As per the report, Huffman mentioned that the company’s hiring plans for the remainder of the year would be scaled down to approximately 100 individuals, down from the initial target of 300.

The news comes almost two years after the popular social sharing platform secretly filed to go public at a $15 billion valuation. However, Fidelity recently valued the company at just $6.6 billion. Over the years, Reddit has emerged as the epicenter of the meme stock phenomenon, giving birth to the trend. According to a report from The Information, Reddit still has plans to go public later this year.

Reddit is not alone.
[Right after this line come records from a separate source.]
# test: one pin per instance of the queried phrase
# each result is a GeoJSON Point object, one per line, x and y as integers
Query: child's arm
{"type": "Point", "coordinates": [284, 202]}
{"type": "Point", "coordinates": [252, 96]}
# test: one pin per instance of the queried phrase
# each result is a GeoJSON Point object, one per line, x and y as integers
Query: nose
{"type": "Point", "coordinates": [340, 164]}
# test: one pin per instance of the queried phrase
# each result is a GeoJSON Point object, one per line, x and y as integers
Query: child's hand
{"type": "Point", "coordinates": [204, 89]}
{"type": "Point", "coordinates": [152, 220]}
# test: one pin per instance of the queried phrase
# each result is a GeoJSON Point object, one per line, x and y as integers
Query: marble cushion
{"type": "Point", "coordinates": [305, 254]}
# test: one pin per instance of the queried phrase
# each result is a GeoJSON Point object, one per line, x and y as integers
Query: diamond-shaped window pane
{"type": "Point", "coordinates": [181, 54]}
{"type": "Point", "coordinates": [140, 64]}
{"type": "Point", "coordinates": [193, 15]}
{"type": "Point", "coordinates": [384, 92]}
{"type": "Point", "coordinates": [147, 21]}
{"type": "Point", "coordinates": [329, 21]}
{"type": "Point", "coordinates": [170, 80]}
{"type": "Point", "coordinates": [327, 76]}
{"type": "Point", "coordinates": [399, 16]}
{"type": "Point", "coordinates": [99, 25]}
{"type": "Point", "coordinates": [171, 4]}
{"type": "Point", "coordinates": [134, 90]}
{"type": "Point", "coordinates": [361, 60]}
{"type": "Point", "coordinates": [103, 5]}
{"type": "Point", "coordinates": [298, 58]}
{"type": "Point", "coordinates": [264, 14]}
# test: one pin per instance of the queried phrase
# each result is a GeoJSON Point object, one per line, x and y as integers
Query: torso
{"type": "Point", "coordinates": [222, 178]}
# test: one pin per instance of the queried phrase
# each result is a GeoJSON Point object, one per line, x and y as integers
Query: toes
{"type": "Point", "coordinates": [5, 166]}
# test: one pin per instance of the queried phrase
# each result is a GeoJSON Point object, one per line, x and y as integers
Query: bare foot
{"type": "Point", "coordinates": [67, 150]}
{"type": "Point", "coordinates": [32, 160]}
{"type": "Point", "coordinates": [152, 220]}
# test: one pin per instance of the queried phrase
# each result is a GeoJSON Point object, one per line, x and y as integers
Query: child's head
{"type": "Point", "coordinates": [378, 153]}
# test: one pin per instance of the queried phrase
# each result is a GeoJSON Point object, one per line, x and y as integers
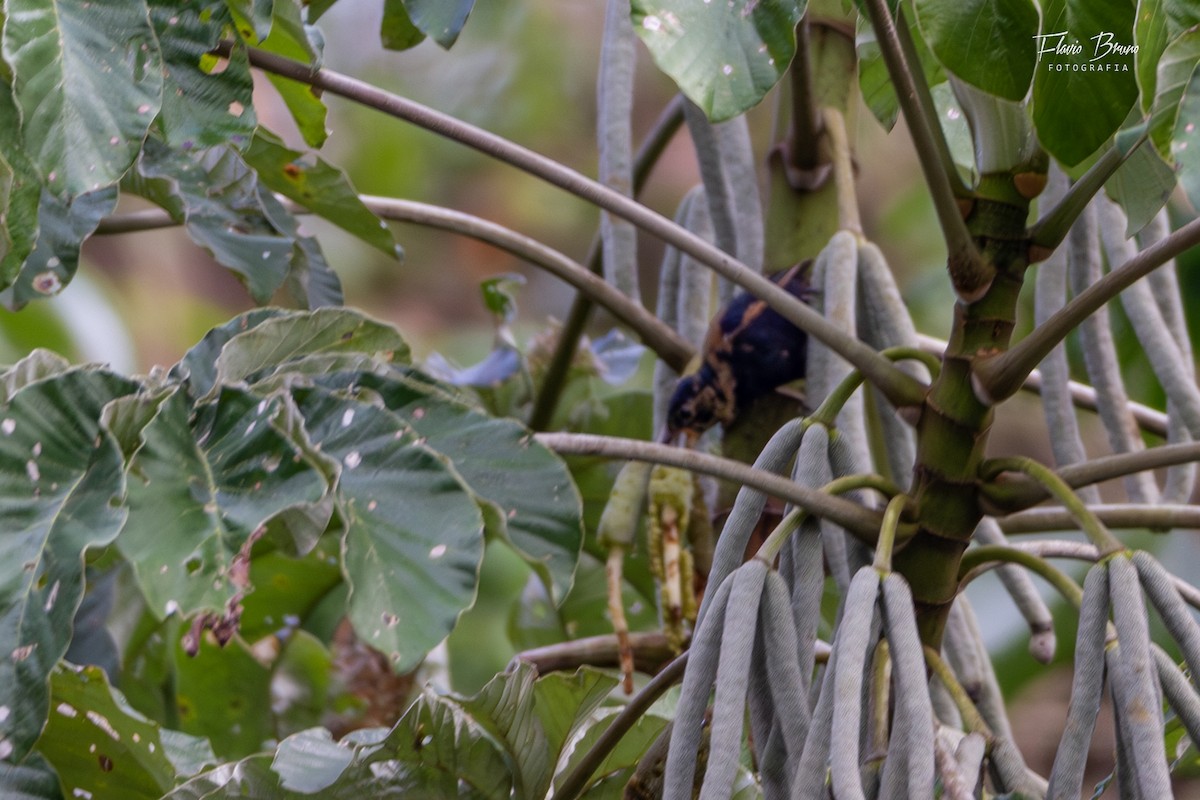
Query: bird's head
{"type": "Point", "coordinates": [694, 408]}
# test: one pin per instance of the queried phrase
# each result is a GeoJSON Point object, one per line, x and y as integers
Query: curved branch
{"type": "Point", "coordinates": [1018, 494]}
{"type": "Point", "coordinates": [1128, 516]}
{"type": "Point", "coordinates": [899, 388]}
{"type": "Point", "coordinates": [855, 518]}
{"type": "Point", "coordinates": [1081, 395]}
{"type": "Point", "coordinates": [659, 337]}
{"type": "Point", "coordinates": [999, 377]}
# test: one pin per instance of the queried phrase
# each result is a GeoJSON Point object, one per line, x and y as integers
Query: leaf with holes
{"type": "Point", "coordinates": [525, 491]}
{"type": "Point", "coordinates": [103, 749]}
{"type": "Point", "coordinates": [318, 186]}
{"type": "Point", "coordinates": [88, 80]}
{"type": "Point", "coordinates": [60, 493]}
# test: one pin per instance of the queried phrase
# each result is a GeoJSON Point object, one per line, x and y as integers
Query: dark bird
{"type": "Point", "coordinates": [749, 350]}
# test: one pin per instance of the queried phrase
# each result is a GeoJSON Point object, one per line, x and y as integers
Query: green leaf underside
{"type": "Point", "coordinates": [526, 492]}
{"type": "Point", "coordinates": [439, 19]}
{"type": "Point", "coordinates": [725, 56]}
{"type": "Point", "coordinates": [1080, 100]}
{"type": "Point", "coordinates": [101, 746]}
{"type": "Point", "coordinates": [60, 494]}
{"type": "Point", "coordinates": [988, 43]}
{"type": "Point", "coordinates": [88, 80]}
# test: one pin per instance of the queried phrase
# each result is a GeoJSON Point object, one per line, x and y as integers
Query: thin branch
{"type": "Point", "coordinates": [659, 337]}
{"type": "Point", "coordinates": [652, 651]}
{"type": "Point", "coordinates": [899, 388]}
{"type": "Point", "coordinates": [1049, 232]}
{"type": "Point", "coordinates": [929, 109]}
{"type": "Point", "coordinates": [1020, 493]}
{"type": "Point", "coordinates": [1125, 516]}
{"type": "Point", "coordinates": [574, 785]}
{"type": "Point", "coordinates": [970, 274]}
{"type": "Point", "coordinates": [999, 377]}
{"type": "Point", "coordinates": [855, 518]}
{"type": "Point", "coordinates": [1060, 548]}
{"type": "Point", "coordinates": [995, 554]}
{"type": "Point", "coordinates": [559, 365]}
{"type": "Point", "coordinates": [1097, 531]}
{"type": "Point", "coordinates": [1081, 395]}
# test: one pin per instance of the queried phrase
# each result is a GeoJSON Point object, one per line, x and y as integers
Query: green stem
{"type": "Point", "coordinates": [977, 559]}
{"type": "Point", "coordinates": [803, 150]}
{"type": "Point", "coordinates": [576, 322]}
{"type": "Point", "coordinates": [1011, 495]}
{"type": "Point", "coordinates": [929, 109]}
{"type": "Point", "coordinates": [888, 533]}
{"type": "Point", "coordinates": [832, 405]}
{"type": "Point", "coordinates": [971, 275]}
{"type": "Point", "coordinates": [1089, 522]}
{"type": "Point", "coordinates": [966, 708]}
{"type": "Point", "coordinates": [999, 377]}
{"type": "Point", "coordinates": [1049, 232]}
{"type": "Point", "coordinates": [577, 781]}
{"type": "Point", "coordinates": [899, 388]}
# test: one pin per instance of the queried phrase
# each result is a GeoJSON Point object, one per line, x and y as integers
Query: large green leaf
{"type": "Point", "coordinates": [1141, 185]}
{"type": "Point", "coordinates": [61, 481]}
{"type": "Point", "coordinates": [318, 186]}
{"type": "Point", "coordinates": [988, 43]}
{"type": "Point", "coordinates": [724, 55]}
{"type": "Point", "coordinates": [102, 747]}
{"type": "Point", "coordinates": [18, 211]}
{"type": "Point", "coordinates": [291, 38]}
{"type": "Point", "coordinates": [1158, 24]}
{"type": "Point", "coordinates": [526, 491]}
{"type": "Point", "coordinates": [397, 31]}
{"type": "Point", "coordinates": [202, 483]}
{"type": "Point", "coordinates": [88, 79]}
{"type": "Point", "coordinates": [1175, 70]}
{"type": "Point", "coordinates": [202, 106]}
{"type": "Point", "coordinates": [198, 367]}
{"type": "Point", "coordinates": [63, 226]}
{"type": "Point", "coordinates": [439, 19]}
{"type": "Point", "coordinates": [219, 199]}
{"type": "Point", "coordinates": [1080, 97]}
{"type": "Point", "coordinates": [223, 695]}
{"type": "Point", "coordinates": [414, 534]}
{"type": "Point", "coordinates": [534, 719]}
{"type": "Point", "coordinates": [1186, 142]}
{"type": "Point", "coordinates": [276, 341]}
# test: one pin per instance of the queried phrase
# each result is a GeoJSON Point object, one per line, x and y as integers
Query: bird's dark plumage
{"type": "Point", "coordinates": [749, 350]}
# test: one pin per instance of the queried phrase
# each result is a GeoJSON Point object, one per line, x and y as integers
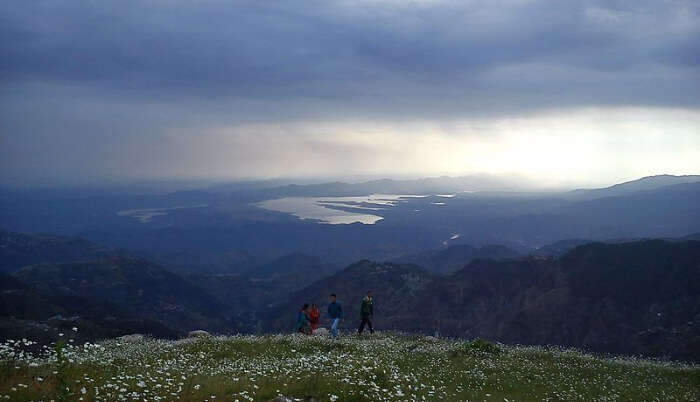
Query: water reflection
{"type": "Point", "coordinates": [336, 210]}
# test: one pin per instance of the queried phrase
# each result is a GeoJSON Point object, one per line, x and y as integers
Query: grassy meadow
{"type": "Point", "coordinates": [381, 367]}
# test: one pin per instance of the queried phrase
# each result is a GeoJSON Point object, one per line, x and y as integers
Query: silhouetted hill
{"type": "Point", "coordinates": [18, 250]}
{"type": "Point", "coordinates": [294, 270]}
{"type": "Point", "coordinates": [135, 285]}
{"type": "Point", "coordinates": [456, 257]}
Tech giants including Meta, Google’s Alphabet, and Nvidia have all taken measures to rein in spending. Other companies like Coinbase, Shopify, Netflix, and Twilio have also announced layoffs. In March, Facebook-parent company Meta announced it would cut 10,000 jobs, just four months after it let go of 11,000 employees, making the social giant the first Big Tech company to announce a second round of mass layoffs.

The global economic downturn that started in the second quarter of 2022 is beginning to have a major impact on tech companies. About 746 tech companies have let go of 202,259 workers, according to Layoffs.FYI, a site that has been tracking all tech layoffs using data compiled from public reports.
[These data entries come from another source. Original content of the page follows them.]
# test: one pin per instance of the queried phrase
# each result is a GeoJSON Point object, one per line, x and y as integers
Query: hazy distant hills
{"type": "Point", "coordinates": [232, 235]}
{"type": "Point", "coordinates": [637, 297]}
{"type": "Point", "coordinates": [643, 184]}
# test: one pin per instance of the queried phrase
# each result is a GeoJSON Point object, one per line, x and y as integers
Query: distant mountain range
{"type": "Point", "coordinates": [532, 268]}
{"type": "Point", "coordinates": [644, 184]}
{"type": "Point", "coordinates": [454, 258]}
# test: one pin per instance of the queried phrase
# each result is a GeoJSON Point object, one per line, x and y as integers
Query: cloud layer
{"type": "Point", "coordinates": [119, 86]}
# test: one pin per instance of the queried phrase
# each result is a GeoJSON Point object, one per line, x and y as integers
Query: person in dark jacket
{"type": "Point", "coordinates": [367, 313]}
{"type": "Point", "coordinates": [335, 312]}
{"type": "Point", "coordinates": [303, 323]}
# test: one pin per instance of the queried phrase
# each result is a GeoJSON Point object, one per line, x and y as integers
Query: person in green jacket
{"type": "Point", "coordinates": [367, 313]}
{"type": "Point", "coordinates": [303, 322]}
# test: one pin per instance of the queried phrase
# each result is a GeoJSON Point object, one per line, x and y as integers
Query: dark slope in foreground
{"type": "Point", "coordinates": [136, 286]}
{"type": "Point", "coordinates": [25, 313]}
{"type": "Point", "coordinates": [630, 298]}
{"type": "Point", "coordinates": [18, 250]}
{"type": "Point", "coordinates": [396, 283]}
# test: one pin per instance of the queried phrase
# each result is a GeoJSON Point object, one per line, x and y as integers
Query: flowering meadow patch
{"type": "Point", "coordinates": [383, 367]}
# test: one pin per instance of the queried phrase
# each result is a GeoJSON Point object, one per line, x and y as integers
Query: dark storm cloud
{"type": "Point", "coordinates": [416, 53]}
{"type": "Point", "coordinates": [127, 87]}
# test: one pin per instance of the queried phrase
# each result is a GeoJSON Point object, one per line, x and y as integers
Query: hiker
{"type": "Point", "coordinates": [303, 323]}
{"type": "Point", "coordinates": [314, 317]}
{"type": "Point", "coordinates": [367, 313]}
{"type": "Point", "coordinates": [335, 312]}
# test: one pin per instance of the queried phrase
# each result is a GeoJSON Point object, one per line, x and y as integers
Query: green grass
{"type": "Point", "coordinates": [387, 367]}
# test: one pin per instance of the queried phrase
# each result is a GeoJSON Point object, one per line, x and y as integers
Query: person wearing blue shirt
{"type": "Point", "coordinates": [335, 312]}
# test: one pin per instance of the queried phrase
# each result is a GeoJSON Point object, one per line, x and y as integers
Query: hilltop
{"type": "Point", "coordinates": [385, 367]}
According to SimilarWeb, Reddit is the number 20 most visited website in the world. The social platform has 1.75 billion unique monthly users, higher than the Microsoft Bing search engine with only 1 billion monthly unique users.
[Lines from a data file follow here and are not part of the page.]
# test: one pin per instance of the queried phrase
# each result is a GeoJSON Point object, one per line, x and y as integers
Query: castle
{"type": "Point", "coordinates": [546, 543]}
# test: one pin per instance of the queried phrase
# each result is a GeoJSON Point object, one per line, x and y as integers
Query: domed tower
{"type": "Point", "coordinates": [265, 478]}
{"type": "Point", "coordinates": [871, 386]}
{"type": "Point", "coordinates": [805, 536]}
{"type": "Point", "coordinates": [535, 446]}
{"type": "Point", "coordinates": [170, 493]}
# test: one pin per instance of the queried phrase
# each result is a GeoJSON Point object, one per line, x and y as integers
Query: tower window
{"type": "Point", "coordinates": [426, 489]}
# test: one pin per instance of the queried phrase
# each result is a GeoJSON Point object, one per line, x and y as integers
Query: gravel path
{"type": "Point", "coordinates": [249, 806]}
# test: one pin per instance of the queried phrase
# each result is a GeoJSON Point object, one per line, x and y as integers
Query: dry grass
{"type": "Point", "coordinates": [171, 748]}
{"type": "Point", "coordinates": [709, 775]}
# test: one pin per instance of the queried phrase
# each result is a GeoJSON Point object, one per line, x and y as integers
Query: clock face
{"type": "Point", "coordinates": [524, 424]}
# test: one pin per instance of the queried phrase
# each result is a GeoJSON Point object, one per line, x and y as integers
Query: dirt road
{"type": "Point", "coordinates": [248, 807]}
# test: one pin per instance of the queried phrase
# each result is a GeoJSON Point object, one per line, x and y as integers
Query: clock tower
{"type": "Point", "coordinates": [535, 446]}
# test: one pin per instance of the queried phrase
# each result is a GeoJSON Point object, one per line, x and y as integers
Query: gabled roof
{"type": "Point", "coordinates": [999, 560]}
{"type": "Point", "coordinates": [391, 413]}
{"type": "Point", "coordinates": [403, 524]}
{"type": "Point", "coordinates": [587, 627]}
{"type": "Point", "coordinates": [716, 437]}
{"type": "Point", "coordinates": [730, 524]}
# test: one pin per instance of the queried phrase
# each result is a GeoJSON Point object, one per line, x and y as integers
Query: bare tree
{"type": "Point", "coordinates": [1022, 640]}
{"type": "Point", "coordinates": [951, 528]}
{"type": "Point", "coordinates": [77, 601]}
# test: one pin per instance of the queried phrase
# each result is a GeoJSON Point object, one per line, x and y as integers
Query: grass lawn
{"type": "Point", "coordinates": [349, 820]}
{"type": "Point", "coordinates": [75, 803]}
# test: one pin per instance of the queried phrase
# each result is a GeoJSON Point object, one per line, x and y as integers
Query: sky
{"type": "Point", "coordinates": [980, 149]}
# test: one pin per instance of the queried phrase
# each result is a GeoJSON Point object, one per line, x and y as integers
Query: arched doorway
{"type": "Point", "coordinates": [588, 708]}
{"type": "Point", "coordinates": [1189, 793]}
That’s not all. Reddit is also the operator of online message boards that became the go-to destination for day traders chasing this year’s frenzy for so-called meme stocks. The platform raked in $100 million in advertising revenue for the first time in the second quarter, almost a threefold jump from the same period last year.

Reddit has been growing exponentially since its inception 16 years ago. Today, Reddit has almost 2 billion in monthly traffic. The social news aggregation site has grown to become one of the 25 most-visited websites in the world and the 7th most-visited website in the U.S., according to Alexa Internet data as of February 2021.

Co-founded in 2005 by Alexis Ohanian, Reddit is a social news aggregation, web content rating, and discussion platform. As of October 2020, Reddit ranks as the 17th-most-visited website in the world and the 7th most-visited website in the US, according to Alexa Internet.